Diagnostic du coronavirus: la méthode de l'UNamur fait des petits Bass
En Belgique comme à l'étranger, la technique de diagnostic du covid-19 développée à Namur est reproduite.

- Publié le 28-03-2020 à 00h00

Ses portes sont clauses, les étudiants absents, mais l'Université de Namur n'est pas vide pour autant. Au contraire, en son sein, l'institution namuroise a pris des allures de fourmilière où des dizaines de scientifiques gantés et masqués s'activent.
nlassablement, les échantillons issus de frottis prélevés sur des patients suspectés d'être atteints du coronavirus sont analysés selon la méthode développée en collaboration par des chercheurs de l'UNamur et de la KULeuven.
Bientôt une augmentation du nombre de dépistages
Dans les prochains jours, voir les prochaines semaines, les scientifiques namurois ne seront plus les seuls à poser les gestes précis du protocole reproductible pensé par Benoît Muylkens, directeur de l'Unité de recherche vétérinaire intégrée (URVI).
"Nous venons d'obtenir une convention-cadre qui permettra à tout laboratoire privé ou public d'établir un contrat pour venir en soutien des laboratoires déjà reconnus", indique ce vendredi le virologue namurois. Une étape administrative qui ouvre en Belgique une voie royale à une augmentation du nombre de dépistages du virus tel que préconisé par l'Organisation Mondiale de la Santé (OMS).
Entre analyses et formation
Signe qu'identifier le virus est un enjeu capital dans la gestion de la pandémie, les analyses réalisées dans les laboratoires de l'Université de Namur ont déjà apporté leurs premiers résultats concrets.
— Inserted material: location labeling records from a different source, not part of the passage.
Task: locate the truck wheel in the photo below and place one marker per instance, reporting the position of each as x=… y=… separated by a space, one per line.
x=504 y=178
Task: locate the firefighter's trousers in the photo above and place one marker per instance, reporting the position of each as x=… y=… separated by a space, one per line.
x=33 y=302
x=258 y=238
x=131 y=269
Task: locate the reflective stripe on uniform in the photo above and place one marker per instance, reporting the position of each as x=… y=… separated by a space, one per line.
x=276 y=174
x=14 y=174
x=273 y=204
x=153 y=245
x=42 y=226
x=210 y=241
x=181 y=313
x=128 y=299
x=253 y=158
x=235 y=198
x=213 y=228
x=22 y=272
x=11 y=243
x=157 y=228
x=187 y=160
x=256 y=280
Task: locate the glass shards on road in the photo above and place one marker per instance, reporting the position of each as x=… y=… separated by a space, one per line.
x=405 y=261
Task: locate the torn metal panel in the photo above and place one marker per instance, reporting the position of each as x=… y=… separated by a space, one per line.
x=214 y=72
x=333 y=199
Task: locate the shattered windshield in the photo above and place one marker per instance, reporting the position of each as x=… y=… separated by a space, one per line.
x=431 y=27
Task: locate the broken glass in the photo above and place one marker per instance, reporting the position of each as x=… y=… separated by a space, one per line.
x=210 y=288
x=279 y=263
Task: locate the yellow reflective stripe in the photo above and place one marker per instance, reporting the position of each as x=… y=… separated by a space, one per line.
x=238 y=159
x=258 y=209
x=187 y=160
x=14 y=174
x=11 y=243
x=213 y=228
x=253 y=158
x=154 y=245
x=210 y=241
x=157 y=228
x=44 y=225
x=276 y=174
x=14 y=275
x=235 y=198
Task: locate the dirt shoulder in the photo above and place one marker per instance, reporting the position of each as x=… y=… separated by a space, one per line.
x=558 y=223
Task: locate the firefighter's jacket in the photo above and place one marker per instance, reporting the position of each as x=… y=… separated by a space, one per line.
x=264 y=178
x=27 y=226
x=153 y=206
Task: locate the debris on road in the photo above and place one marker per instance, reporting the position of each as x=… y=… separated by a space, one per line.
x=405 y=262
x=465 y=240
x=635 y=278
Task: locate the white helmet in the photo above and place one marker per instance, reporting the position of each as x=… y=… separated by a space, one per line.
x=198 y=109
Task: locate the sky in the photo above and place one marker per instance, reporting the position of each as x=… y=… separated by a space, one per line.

À la demande d'un groupe hospitalier wallon, des tests ont été effectués sur des patients sous dialyse.
En effet, ces derniers, de par leur traitement, sont amenés à se rendre plusieurs fois par semaine dans les hôpitaux, avec les risques de contamination croisée que cela comporte. "Nous réalisons jusqu'à 150 analyses de patient par jour, ce qui a permis de réorganiser le travail au sein de l'hôpital ", illustre Benoît Muylkens qui garde toujours l'objectif de 500 analyses quotidiennes en ligne de mire.
Si depuis l'annonce de la mise au point de la méthode, les tests se sont succédé, les contacts avec d'autres institutions également. Le virologue a ainsi retrouvé un instant son rôle de professeur. Cette fois, ce n'est pas à un auditoire, mais bien à des confrères scientifiques confirmés à qui il a transmis ses savoirs.
La liste s'allonge
C'est ainsi que l'Université de Mons a emboîté le pas cette semaine. L'ULB, la KULeuven, l'hôpital de Marche, le groupe Jolimont (Hainaut), Ambroise Paré (Mons) devraient suivre, de même que les hôpitaux namurois avec lesquels des contacts ont été engagés.
Et la liste promet de s'allonger un peu plus encore. Pour rappel, la méthode mise au point par Benoît Muylkens repose sur une technique d'extraction d'ARN (NDLR: l'information génétique du virus) et ne nécessite que trois éléments: un produit chimique spécifique, une hotte à aspiration et une centrifugeuse. Surtout, elle permet de s'affranchir des réactifs en pénurie.